I was reading sehe's answer for fast text file reading in C++, which looks like this.
static uintmax_t wc(char const *fname)
{
static const auto BUFFER_SIZE = 16*1024;
int fd = open(fname, O_RDONLY);
if(fd == -1)
handle_error("open");
/* Advise the kernel of our access pattern. */
posix_fadvise(fd, 0, 0, 1); // FDADVICE_SEQUENTIAL
char buf[BUFFER_SIZE + 1];
uintmax_t lines = 0;
while(size_t bytes_read = read(fd, buf, BUFFER_SIZE))
{
if(bytes_read == (size_t)-1)
handle_error("read failed");
if (!bytes_read)
break;
for(char *p = buf; (p = (char*) memchr(p, '\n', (buf + bytes_read) - p)); ++p)
++lines;
}
return lines;
}
This is cool, but I was wondering if a similar approach can be taken when we aren't dealing with a character operation like counting newlines, but want to operate on each line of data. Say for instance I had a file of doubles, and already some function parse_line_to_double
to use on each line.
12.44243
4242.910
...
That is, how can I read BUFFER_SIZE
bytes into my buffer but avoid splitting the last line read?

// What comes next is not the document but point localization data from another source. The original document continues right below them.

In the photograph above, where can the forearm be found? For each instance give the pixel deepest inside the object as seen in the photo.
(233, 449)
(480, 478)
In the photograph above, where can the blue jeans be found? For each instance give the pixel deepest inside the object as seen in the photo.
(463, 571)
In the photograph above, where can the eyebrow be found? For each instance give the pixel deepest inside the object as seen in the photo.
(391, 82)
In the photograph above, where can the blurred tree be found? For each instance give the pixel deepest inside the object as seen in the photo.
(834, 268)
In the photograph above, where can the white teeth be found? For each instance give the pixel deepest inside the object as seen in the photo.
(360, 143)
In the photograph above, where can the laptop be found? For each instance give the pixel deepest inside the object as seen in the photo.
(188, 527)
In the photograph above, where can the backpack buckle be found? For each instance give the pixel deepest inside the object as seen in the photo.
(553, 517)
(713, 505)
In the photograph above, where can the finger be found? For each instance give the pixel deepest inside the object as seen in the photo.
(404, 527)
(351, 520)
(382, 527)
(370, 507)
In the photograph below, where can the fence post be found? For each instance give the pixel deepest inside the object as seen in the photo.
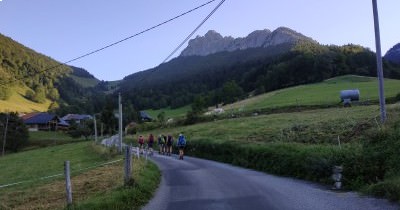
(68, 182)
(128, 165)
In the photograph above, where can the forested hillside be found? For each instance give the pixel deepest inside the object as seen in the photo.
(42, 81)
(228, 76)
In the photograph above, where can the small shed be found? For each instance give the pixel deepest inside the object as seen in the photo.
(144, 116)
(347, 96)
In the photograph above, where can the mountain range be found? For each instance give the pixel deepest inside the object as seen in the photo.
(260, 62)
(213, 42)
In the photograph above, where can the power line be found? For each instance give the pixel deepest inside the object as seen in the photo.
(110, 45)
(194, 31)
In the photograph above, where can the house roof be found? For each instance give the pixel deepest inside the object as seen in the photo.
(69, 117)
(41, 118)
(29, 115)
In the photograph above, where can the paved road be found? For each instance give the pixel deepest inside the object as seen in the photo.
(196, 184)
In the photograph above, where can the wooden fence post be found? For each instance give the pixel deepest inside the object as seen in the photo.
(68, 182)
(128, 165)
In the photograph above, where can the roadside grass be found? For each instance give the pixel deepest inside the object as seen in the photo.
(313, 126)
(324, 93)
(18, 103)
(100, 187)
(38, 139)
(33, 164)
(307, 145)
(169, 113)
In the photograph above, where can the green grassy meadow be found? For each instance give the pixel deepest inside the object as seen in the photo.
(269, 128)
(94, 186)
(18, 103)
(324, 93)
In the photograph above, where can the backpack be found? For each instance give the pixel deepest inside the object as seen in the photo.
(169, 140)
(181, 141)
(141, 140)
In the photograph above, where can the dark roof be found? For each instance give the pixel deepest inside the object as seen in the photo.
(27, 116)
(76, 117)
(144, 115)
(41, 118)
(63, 123)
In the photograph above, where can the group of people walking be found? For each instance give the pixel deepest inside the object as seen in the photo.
(165, 144)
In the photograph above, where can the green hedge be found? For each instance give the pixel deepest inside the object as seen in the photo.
(310, 162)
(372, 165)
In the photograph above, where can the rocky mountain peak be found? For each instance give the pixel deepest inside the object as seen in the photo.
(213, 42)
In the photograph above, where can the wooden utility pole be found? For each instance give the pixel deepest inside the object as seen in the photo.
(379, 62)
(128, 165)
(120, 122)
(95, 128)
(5, 136)
(68, 187)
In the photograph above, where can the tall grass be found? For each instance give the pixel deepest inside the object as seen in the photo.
(94, 186)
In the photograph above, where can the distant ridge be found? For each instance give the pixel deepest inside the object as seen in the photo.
(213, 42)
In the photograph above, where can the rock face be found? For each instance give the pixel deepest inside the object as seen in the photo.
(393, 54)
(213, 42)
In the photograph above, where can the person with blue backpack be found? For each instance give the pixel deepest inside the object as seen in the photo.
(181, 145)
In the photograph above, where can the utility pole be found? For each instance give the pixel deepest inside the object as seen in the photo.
(379, 62)
(120, 122)
(95, 128)
(5, 135)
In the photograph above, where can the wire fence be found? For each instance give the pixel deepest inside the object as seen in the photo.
(59, 174)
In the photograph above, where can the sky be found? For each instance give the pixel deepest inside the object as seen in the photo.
(66, 29)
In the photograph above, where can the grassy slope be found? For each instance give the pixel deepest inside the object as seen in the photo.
(169, 113)
(47, 161)
(324, 93)
(17, 102)
(93, 188)
(267, 128)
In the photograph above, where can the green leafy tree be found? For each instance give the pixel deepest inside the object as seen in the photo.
(17, 133)
(84, 128)
(231, 92)
(40, 94)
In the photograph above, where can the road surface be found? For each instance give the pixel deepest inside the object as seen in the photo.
(197, 184)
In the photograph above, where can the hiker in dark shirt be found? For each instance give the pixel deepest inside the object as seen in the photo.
(170, 141)
(150, 142)
(181, 145)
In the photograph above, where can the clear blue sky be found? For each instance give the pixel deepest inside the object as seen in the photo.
(65, 29)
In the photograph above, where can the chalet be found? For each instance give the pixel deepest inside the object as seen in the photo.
(76, 118)
(43, 121)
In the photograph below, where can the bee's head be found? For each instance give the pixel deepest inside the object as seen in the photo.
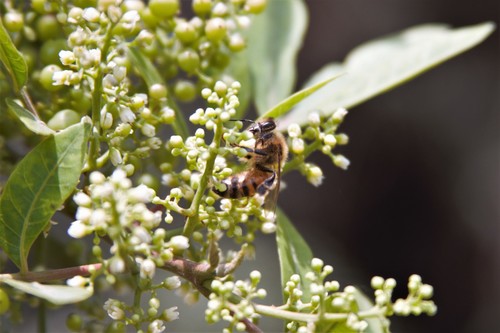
(265, 126)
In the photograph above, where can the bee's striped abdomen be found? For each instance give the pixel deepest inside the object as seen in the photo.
(239, 186)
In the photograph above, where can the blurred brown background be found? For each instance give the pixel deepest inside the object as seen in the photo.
(422, 192)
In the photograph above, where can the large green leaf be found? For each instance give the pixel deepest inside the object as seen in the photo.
(57, 294)
(12, 59)
(31, 121)
(382, 64)
(285, 106)
(294, 254)
(274, 40)
(38, 187)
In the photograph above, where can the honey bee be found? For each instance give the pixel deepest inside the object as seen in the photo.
(265, 161)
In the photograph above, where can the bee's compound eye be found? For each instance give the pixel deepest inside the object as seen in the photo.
(267, 126)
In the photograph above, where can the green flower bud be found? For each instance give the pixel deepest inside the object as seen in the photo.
(186, 32)
(164, 8)
(13, 21)
(202, 7)
(188, 60)
(215, 29)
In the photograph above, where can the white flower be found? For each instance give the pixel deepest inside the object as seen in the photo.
(78, 230)
(314, 119)
(114, 310)
(172, 282)
(126, 115)
(115, 156)
(77, 281)
(119, 72)
(82, 199)
(243, 21)
(171, 314)
(341, 161)
(179, 242)
(74, 15)
(91, 14)
(148, 130)
(90, 58)
(156, 326)
(148, 269)
(130, 19)
(330, 140)
(102, 191)
(106, 120)
(339, 114)
(67, 57)
(268, 227)
(60, 78)
(98, 218)
(314, 175)
(142, 234)
(83, 214)
(297, 146)
(116, 265)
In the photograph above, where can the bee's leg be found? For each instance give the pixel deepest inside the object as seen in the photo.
(251, 151)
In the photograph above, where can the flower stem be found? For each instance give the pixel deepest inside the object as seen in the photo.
(96, 102)
(276, 312)
(193, 218)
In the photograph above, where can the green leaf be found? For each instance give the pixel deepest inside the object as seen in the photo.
(38, 187)
(294, 254)
(31, 121)
(274, 40)
(382, 64)
(56, 294)
(12, 59)
(285, 106)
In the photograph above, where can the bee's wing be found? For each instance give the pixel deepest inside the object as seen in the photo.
(271, 199)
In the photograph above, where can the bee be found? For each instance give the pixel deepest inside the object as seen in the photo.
(265, 161)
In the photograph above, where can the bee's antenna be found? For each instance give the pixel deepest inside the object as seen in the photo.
(243, 120)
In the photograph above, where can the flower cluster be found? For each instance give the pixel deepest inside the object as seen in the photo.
(330, 305)
(124, 314)
(318, 135)
(112, 208)
(221, 301)
(206, 164)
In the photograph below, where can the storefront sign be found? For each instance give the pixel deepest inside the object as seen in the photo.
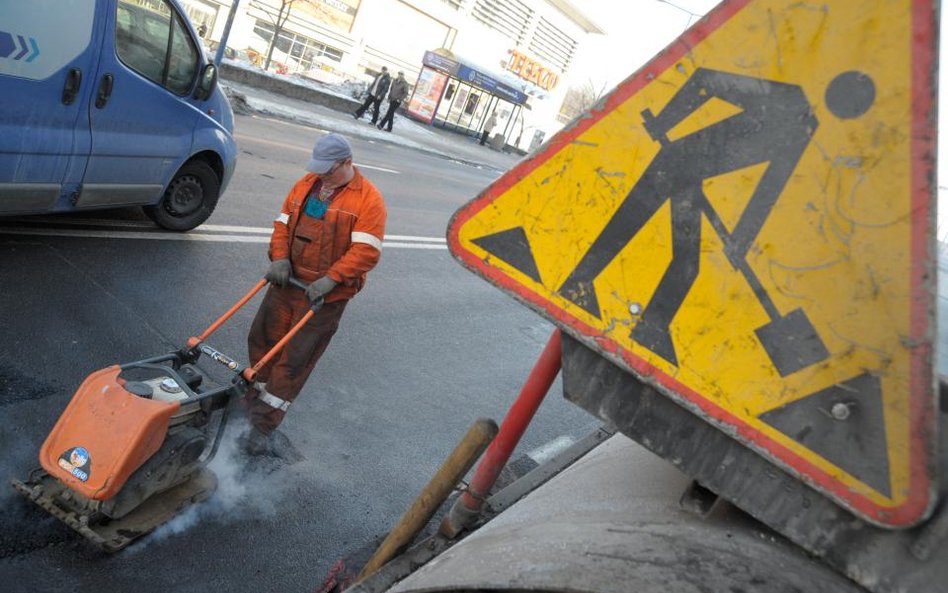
(441, 63)
(531, 70)
(486, 83)
(337, 13)
(428, 89)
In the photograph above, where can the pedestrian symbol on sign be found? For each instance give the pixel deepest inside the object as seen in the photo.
(774, 126)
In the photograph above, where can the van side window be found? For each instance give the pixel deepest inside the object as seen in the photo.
(151, 39)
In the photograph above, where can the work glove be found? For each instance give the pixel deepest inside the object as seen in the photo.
(279, 272)
(320, 288)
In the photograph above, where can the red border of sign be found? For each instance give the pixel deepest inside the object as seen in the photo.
(921, 463)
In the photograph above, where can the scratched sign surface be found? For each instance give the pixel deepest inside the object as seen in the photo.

Effectively, can I ask "Give me BUFFER_SIZE
or less bytes while ensuring that the last byte read is a newline character (or EOF)"?
Knowing extremely little about low level IO like this, ideas that came to mind were
- Can I "back up"
fd
to the most recent newline between iterations? - Do I have to keep a second buffer holding a copy of the current line being read all the time?